Bark & Stone Centipedes in Georgia
Stone and Bark Centipedes, along with all other centipedes (Class Chilopoda), have one pair of legs per body segment. This differentiates them from millipedes, which will have two pairs of legs per body segment. They have a great variation in size. Their feet end in little claws/barbs to help them get a better grip on prey. In Georgia, most species of either one of these centipedes are black, brown, tan, red, or orange in color and they are flattened from top to bottom. Stone and bark centipedes eat insects and other small arthropods, usually their size or smaller. Some of the bigger species of bark centipedes can go after larger vertebrates (bats, frogs, rats, mice, etc.). Using their last pair of legs many stone and bark centipedes can grab or pinch a threat to get a better grip before biting or as an alternative to biting. They tend to be sharp/pokey and that is usually all the deterrent needed!

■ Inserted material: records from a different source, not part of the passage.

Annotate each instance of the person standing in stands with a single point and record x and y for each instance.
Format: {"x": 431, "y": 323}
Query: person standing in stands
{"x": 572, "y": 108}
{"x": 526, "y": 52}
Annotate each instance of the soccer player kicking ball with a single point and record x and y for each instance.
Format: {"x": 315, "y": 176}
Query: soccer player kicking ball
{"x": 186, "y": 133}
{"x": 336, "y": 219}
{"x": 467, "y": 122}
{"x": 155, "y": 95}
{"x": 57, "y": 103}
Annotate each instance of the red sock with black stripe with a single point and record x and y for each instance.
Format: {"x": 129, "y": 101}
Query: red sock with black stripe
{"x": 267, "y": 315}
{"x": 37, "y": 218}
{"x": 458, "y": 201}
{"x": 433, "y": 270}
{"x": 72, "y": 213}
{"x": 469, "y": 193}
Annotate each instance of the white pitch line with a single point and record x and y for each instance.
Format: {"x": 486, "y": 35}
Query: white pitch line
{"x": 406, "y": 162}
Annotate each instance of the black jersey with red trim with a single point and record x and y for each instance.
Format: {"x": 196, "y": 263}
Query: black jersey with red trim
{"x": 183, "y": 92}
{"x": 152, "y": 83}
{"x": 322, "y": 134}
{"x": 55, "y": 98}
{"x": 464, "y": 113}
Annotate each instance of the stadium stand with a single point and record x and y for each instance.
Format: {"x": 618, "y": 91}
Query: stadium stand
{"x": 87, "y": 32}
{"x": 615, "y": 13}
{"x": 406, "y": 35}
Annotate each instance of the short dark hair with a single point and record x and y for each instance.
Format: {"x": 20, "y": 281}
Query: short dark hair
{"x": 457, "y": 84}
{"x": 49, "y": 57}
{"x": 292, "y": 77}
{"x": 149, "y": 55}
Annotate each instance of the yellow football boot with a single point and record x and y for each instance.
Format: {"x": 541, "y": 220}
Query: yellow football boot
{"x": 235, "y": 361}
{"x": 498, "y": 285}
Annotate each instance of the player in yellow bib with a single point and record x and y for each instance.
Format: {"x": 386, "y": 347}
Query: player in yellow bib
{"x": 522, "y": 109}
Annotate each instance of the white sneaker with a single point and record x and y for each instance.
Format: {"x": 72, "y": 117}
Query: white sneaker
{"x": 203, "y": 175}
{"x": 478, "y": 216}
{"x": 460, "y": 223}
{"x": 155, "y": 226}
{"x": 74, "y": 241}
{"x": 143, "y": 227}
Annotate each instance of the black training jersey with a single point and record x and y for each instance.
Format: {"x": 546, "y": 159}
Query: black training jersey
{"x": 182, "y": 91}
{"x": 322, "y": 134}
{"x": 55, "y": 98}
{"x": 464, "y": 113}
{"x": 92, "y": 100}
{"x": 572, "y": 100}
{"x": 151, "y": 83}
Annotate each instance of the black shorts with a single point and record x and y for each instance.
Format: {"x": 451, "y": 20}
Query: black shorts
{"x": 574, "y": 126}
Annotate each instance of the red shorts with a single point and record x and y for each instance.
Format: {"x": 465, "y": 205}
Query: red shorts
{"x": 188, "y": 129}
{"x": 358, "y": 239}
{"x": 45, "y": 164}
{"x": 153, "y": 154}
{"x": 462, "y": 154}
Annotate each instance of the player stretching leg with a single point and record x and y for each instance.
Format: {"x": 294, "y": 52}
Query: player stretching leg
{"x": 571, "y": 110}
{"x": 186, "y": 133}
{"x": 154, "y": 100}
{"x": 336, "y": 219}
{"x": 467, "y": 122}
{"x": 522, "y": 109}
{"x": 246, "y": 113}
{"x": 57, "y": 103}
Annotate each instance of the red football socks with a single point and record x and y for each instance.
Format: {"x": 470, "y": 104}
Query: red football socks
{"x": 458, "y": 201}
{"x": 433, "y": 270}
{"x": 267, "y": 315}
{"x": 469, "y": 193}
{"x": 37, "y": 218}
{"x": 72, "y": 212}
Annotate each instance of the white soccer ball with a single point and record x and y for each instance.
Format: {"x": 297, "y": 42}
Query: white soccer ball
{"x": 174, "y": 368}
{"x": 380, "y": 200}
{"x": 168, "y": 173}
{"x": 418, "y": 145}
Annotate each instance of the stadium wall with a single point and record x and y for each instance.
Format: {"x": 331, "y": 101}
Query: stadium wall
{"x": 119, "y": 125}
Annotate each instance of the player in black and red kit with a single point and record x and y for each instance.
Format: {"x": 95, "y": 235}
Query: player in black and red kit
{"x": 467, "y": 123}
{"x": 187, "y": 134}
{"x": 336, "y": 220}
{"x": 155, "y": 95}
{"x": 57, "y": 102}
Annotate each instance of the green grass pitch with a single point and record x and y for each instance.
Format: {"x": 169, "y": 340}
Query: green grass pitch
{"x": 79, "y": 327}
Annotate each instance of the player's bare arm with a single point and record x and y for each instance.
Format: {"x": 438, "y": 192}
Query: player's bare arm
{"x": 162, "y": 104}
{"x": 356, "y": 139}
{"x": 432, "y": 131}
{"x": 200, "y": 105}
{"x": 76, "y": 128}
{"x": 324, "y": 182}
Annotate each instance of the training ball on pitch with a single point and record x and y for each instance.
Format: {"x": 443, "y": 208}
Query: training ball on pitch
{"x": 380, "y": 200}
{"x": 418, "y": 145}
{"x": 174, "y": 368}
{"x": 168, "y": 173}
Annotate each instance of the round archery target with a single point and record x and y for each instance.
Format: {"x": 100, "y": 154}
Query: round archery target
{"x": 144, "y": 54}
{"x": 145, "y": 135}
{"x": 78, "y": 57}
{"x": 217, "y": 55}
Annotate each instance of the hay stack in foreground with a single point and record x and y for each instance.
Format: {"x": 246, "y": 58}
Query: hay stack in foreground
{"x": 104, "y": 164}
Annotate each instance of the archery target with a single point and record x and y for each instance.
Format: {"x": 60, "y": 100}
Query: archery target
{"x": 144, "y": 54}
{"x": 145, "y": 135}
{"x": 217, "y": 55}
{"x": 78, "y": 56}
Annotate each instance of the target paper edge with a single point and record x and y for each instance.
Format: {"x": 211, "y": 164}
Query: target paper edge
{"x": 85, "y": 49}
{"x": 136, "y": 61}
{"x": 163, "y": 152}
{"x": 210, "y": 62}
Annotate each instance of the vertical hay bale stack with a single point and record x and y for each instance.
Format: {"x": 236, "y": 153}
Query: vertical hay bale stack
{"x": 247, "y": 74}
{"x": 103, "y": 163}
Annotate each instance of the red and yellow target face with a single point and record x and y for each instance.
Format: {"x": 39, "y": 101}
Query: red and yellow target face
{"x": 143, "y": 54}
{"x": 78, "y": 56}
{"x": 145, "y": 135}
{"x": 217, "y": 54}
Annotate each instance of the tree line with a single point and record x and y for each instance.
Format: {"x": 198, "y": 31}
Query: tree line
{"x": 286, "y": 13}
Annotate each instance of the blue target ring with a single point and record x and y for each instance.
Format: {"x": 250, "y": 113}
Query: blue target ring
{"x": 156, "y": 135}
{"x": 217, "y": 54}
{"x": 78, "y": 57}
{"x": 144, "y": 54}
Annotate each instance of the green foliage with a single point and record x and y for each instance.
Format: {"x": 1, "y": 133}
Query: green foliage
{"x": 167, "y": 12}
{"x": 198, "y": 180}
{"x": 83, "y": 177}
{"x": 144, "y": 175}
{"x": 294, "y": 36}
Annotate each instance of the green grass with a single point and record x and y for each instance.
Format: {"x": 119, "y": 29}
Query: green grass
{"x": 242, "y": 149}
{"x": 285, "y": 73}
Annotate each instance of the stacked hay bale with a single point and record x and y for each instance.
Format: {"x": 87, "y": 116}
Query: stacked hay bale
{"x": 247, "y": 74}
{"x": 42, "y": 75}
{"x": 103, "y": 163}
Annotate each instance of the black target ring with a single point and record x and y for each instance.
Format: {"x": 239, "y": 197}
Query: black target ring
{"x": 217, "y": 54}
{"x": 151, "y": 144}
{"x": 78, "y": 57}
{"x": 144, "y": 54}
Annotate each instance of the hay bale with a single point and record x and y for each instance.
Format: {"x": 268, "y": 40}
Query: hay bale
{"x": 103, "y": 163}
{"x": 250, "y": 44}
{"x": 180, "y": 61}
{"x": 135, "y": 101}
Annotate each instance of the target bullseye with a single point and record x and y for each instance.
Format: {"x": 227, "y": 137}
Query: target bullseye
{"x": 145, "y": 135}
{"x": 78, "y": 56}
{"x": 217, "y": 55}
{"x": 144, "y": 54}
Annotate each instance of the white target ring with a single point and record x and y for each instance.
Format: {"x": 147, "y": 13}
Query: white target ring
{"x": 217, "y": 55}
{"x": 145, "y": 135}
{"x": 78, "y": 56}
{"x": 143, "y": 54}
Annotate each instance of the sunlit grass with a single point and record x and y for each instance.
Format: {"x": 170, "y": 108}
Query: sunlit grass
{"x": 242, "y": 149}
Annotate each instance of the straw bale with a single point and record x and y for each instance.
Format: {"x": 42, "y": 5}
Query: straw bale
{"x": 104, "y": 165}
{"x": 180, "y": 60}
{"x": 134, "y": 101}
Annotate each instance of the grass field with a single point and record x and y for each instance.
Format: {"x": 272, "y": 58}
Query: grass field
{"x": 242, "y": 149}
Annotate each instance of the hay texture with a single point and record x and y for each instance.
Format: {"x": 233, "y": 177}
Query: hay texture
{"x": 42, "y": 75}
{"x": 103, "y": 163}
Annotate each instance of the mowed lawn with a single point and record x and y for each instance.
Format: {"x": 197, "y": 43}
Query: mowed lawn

Bark & Stone Centipede Habitat
Stone and bark centipedes are found across North America. They usually live outdoors and can be found under rocks, logs, leaf piles, debris piles, etc. Any area that is high in moisture is the perfect location for these centipedes to reside.
Bark & Stone Centipede Behaviors, Threats, or Dangers
Stone and bark centipedes are voracious predators. They are beneficial to have around the outside of your home, but they do present some risk. Centipedes are able to bite and inject venom which can cause pain and irritation. Most of the bark or stone centipedes in Georgia are usually not strong or large enough to bite, but it is not impossible. If you are bitten, unless you are allergic to the venom, it will be equivalent to a mild bee sting. Some of the larger species out west can be of medical significance.